Como recordaremos, el Tratado de Maastricht -que creó la Unión Europea- se suscribió y entró en aplicación paralelamente al vertiginoso desarrollo de los sucesos del Este. Nadie había sido capaz de prever dichos acontecimientos, ni menos aún la velocidad con que se iban produciendo. En menos de dos años, lo que va de 1989 a 1991, el panorama político, institucional y económico, así como la configuración geopolítica de la Europa Central y Oriental, y de la propia URSS, habían cambiado dramáticamente.
La nueva realidad planteaba nuevas exigencias, y requería de nuevas respuestas. Esas respuestas se han ido perfilando y se acaba de concretar una muy contundente con la incorporación de los PECOS. Resta nada menos que decidir sobre la unión política mediante una Constitución en la que las consideraciones históricas, geopolíticas, económicas y culturales tienen su peso específico al «inventar» el modelo que mejor permita que todos quepan en él y a la vez funcione.

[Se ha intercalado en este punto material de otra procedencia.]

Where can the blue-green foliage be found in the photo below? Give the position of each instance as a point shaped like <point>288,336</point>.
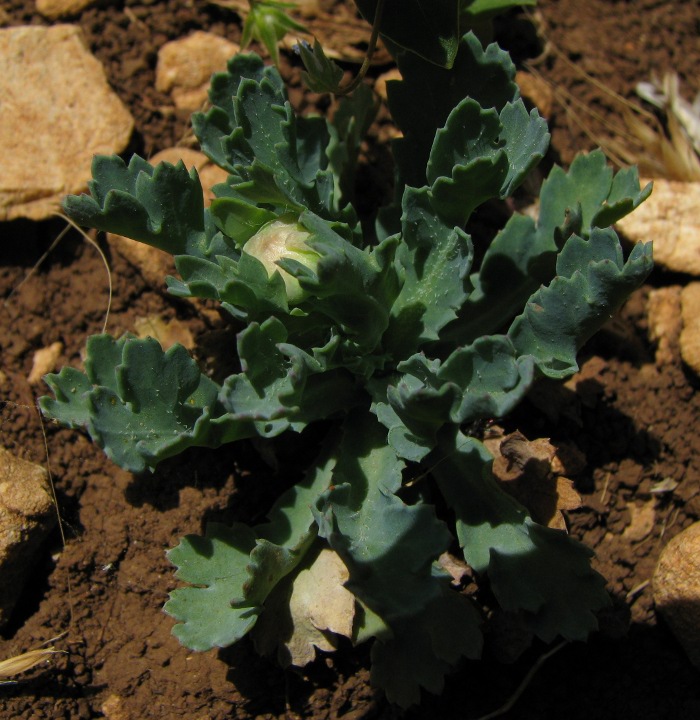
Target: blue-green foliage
<point>401,343</point>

Ante la trayectoria de Europa, reconociendo por cierto las grandes diferencias entre nuestras realidades, es importante que los latinoamericanos observemos allí los elementos metodológicos susceptibles de ser asimilados para impulsar nuestros esfuerzos integracionistas. Al mismo tiempo, es fundamental que nuestras universidades, nuestros empresarios, los comunicadores, funcionarios gubernamentales, dediquen parte de sus preocupaciones al estudio y seguimiento de la integración europea. Así sabremos determinar las estrategias que nos permitan aprovechar los espacios en Europa para promocionar nuestra imagen, colocar nuestros productos en ese mercado gigantesco, aprovechar sus políticas de cooperación al desarrollo y establecer las alianzas que nos permitan negociar mejor nuestra inserción en ese bloque.



Para todos los escépticos de la integración, viene al caso recordar aquí que cuando los llamados «padres de Europa» plantearon la suscripción de un Tratado para crear una Comunidad Europea hubo un canciller -precursor sin dudas de los «euroescépticos»- que sentenció rotundo: «ese Tratado nunca se suscribirá. Y si se suscribe, nunca se aplicará. Y si se aplica, nunca funcionará».



Hoy, luego de medio siglo de paz, la Unión Europea es la primera potencia comercial del mundo y un actor político cada vez más relevante.



Todo hace pensar que llegaremos a ver en el mediano o el largo plazo lo que vaticinaron Kohl y Miterrand en su encuentro en La Rochelle en 1992: una Europa con un mercado único, una moneda única y unida en lo político, con instituciones supranacionales y con un Presidente de Europa.





*Héctor Casanueva es master en Integración y Comunidades Europeas. Embajador de Chile ante la Aladi y el Mercosur.

  • El contenido vertido en esta columna de opinión es de exclusiva responsabilidad de su autor, y no refleja necesariamente la línea editorial ni postura de El Mostrador.